The man pressed the flat of a knife to Kelis’s throat. The back-curved point cut into the skin to touch his lower jawbone. “No,” the man whispered. “Don’t do that.” The man pulled Kelis up to his knees, the knife at his neck the whole time. “Bind him.”
The second man did so. Once Kelis’s hands were tied, the two attackers changed positions. The second man slipped his own dagger into place, clamping his other hand on Kelis’s shoulder and driving one bony knee down on his calf. Kelis fought not to wince at the pain.
“Kelis of Umae, I’m assuming,” the first man said. He stood tall in the starlight, his black skin silvered in sharp highlights. His teeth flashed when he smiled. Kelis wanted to make out his features, but his vision blurred, his eyes clogged with dirt and tears. “I am not impressed. Was such an important one really put in your hands? Oh, but you can’t answer, can you?”
“We should have followed him,” the second said.
“They’re near. I could see it in the way he was moving-a daydreamer wasting time. That’s why I took him down. We won’t have to deal with him when we grab her. One less.”
“No!” Kelis screamed into his stuffed mouth. He raised his bound hands before him, a begging gesture.
“What?” the first man said. “Are you not Kelis of Umae? Do you not protect a girl called Shen? This may all be a mistake, yes? Just tell us so if it is.”
There was a trick in the question, Kelis knew. He tried to figure it out, but the possibilities of it seemed as knotted as the wrestling moves that had trapped him.
“Tell us that the girl is not hidden down in the ravine just there.”
Kelis writhed as much as he dared, gesturing with his eyes, touching his fingertips to the gag. Let me talk, he tried to say. Let me talk! He did not know what he would say, but he needed to try.

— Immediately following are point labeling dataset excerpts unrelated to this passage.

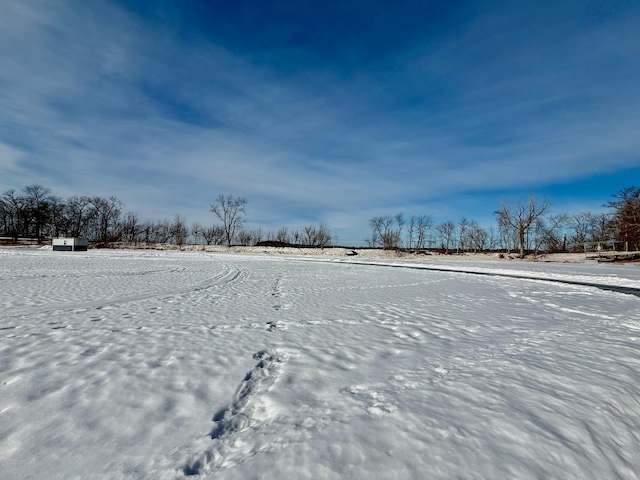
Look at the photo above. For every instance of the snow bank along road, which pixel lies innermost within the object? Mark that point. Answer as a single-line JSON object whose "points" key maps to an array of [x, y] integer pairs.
{"points": [[118, 364]]}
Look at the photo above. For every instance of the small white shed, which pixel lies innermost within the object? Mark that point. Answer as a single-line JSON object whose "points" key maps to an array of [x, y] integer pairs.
{"points": [[70, 244]]}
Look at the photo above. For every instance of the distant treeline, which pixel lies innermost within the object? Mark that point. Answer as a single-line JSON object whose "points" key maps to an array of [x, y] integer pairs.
{"points": [[521, 226], [35, 213]]}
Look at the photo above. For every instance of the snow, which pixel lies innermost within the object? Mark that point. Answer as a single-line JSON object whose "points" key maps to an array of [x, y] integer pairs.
{"points": [[163, 365]]}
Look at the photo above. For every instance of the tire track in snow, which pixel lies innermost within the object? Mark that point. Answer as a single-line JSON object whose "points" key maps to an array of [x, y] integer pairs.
{"points": [[222, 278], [602, 286], [234, 432]]}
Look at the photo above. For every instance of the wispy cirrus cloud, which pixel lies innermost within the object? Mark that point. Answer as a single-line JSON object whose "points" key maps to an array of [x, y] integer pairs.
{"points": [[165, 105]]}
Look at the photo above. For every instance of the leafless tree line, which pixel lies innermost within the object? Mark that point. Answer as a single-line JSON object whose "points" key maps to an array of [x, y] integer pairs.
{"points": [[37, 214], [522, 226]]}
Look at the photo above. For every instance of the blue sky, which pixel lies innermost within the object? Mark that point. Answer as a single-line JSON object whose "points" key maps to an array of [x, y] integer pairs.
{"points": [[322, 111]]}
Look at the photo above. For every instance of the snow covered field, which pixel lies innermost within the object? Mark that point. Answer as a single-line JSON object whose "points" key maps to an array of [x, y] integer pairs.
{"points": [[161, 365]]}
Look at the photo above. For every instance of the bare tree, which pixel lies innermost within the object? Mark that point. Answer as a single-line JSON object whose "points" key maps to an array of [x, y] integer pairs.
{"points": [[627, 216], [230, 210], [213, 235], [521, 216], [386, 231], [179, 230], [244, 237], [476, 236], [446, 231]]}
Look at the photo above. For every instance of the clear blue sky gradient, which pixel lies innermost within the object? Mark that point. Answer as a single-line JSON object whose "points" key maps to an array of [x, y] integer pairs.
{"points": [[322, 111]]}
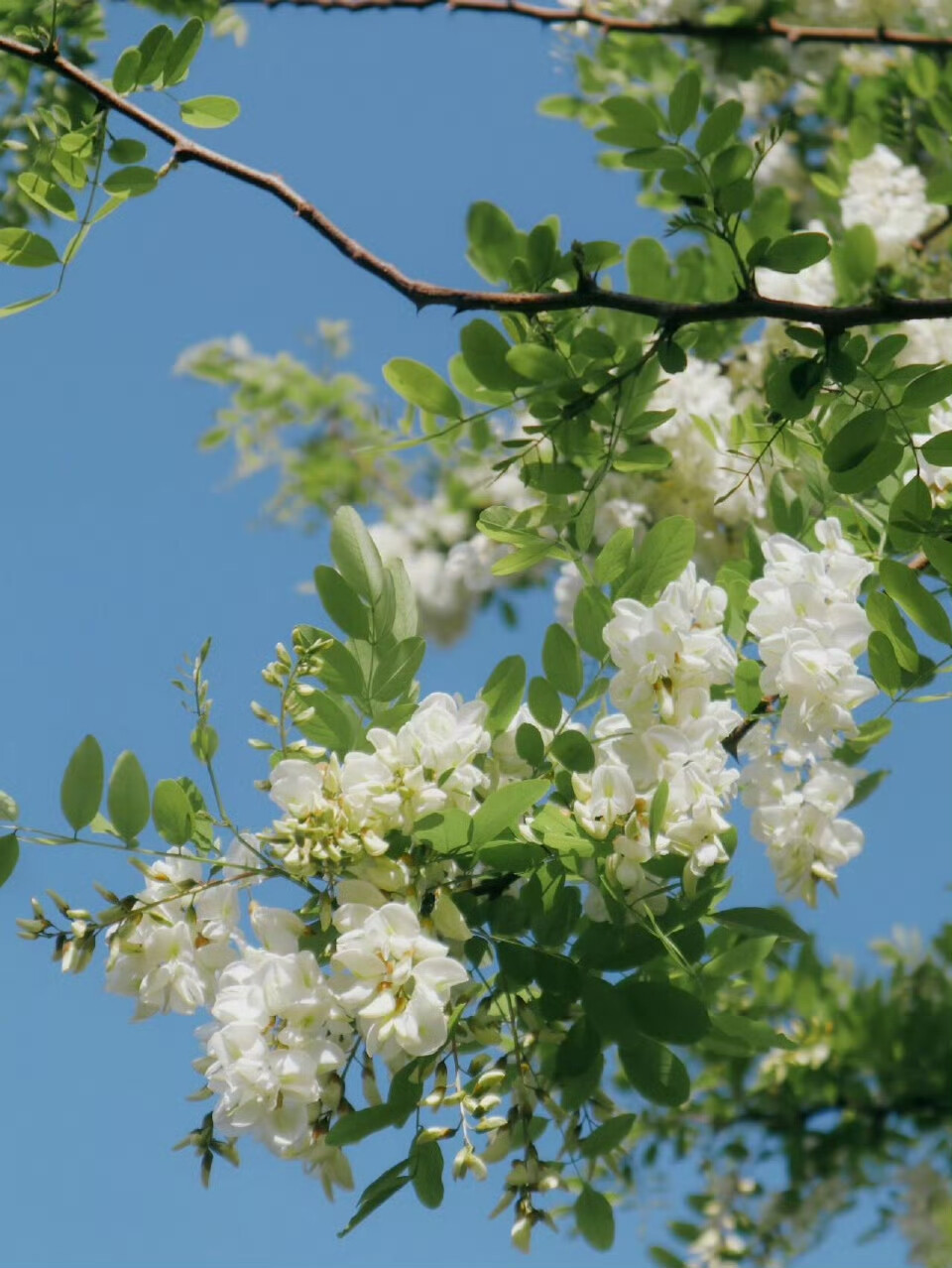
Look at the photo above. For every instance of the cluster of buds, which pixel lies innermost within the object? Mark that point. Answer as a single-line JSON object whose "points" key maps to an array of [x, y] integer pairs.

The man spat in his face. “Ioma said I was not to kill you, but I piss on that. You’ve kept me waiting here too long. This story is yours no longer. Bleed him for the jackals.” The man grinned.
He was still doing so the moment his teeth exploded from his mouth. They flew to the side in a wet spray, propelled by a black shaft that shot through his cheek and out of sight in an instant. The man dropped in a howl of pain, falling away down the slope of the hillock.
Kelis planted his two hands on the dirt and bucked up against the man who held him down. Getting his feet under him, he used the bunched strength of his bent legs and smashed his backside into the man’s torso. He collapsed his upper body into a roll as he did so. The man’s feet went flailing into the air, and he fell headfirst over Kelis to the ground. Kelis rolled, got onto his two hands, and popped up again. He came back on the man before he could rise. He shot out a low, thrusting kick. It caught the man’s head against his heel and snapped it to the side. Solid contact, but the man scrambled up, slashing the air between them with his knife. Kelis circled away, trying hard not to trip. His hands were still bound. Going down again could be the end of him.